The ability to accept ourselves for what we are—without exaggeration—is the key, since the chief value of human life is fidelity to our selves, sincerity in the most profound sense. In our relationships with other human beings, what we truly are is all that counts, yet it is precisely here that we most often betray ourselves by trying to be whatever the other person expects us to be. This is invidious, on Sartre’s view, since it exhibits a total lack of faith in ourselves: to the extent that I have faith in anyone else, I reveal my lack of the courage to be myself. There are, in the end, only two choices—sincerity or self-deception, to be or not to be.
Despair
Sartre‘s short story “The Wall” captures his central philosophical themes in a fictional setting. Only in the true-to-life moment of someone facing up to the immanence of his own death will the nature of human life be revealed.
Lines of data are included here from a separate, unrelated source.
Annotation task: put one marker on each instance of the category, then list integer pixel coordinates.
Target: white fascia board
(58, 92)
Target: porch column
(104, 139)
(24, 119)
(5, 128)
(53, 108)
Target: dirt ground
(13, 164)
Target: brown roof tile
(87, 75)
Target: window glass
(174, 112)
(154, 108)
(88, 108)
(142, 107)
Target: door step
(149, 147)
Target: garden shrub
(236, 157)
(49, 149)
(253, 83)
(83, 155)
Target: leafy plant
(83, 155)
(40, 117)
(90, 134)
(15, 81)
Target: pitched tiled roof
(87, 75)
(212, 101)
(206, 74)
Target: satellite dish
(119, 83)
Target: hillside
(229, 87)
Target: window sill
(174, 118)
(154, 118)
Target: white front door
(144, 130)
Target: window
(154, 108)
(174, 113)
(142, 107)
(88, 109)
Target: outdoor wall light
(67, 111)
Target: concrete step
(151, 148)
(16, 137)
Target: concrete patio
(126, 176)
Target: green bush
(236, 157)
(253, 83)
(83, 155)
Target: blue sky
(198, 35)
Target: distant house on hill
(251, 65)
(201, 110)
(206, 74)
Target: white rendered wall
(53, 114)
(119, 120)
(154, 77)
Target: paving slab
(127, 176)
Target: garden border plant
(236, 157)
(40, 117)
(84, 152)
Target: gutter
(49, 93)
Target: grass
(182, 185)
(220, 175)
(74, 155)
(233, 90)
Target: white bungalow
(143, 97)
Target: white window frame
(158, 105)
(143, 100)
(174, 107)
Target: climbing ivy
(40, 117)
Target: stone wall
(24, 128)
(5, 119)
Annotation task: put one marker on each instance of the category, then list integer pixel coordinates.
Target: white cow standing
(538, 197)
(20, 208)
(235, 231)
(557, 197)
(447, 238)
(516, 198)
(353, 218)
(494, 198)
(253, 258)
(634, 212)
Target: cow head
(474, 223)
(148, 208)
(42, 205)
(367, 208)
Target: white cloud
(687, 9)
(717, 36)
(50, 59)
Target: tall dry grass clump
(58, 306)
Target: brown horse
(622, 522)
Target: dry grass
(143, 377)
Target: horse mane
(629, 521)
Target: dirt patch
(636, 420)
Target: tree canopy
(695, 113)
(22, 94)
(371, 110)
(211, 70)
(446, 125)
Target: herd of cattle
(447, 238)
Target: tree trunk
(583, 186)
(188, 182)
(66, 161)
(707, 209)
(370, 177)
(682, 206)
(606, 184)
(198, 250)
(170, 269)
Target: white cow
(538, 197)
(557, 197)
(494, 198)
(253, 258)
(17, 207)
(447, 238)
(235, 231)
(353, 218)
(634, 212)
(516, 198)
Pablo fully experiences his own weakness in the face of death. But then his captors offer him the choice of saving himself by betraying his comrade. Now he must decide whether to defend the great cause or to live. After sweating it out, he chooses to give the authorities a phony story, knowing that it will guarantee his death. But the tables are turned when the lie turns out to be true.
Here are all of the consequences of human responsibility: anguish over the decision, abandonment in making it alone, and despair when it backfires. This, Sartre believed, is the character of human life.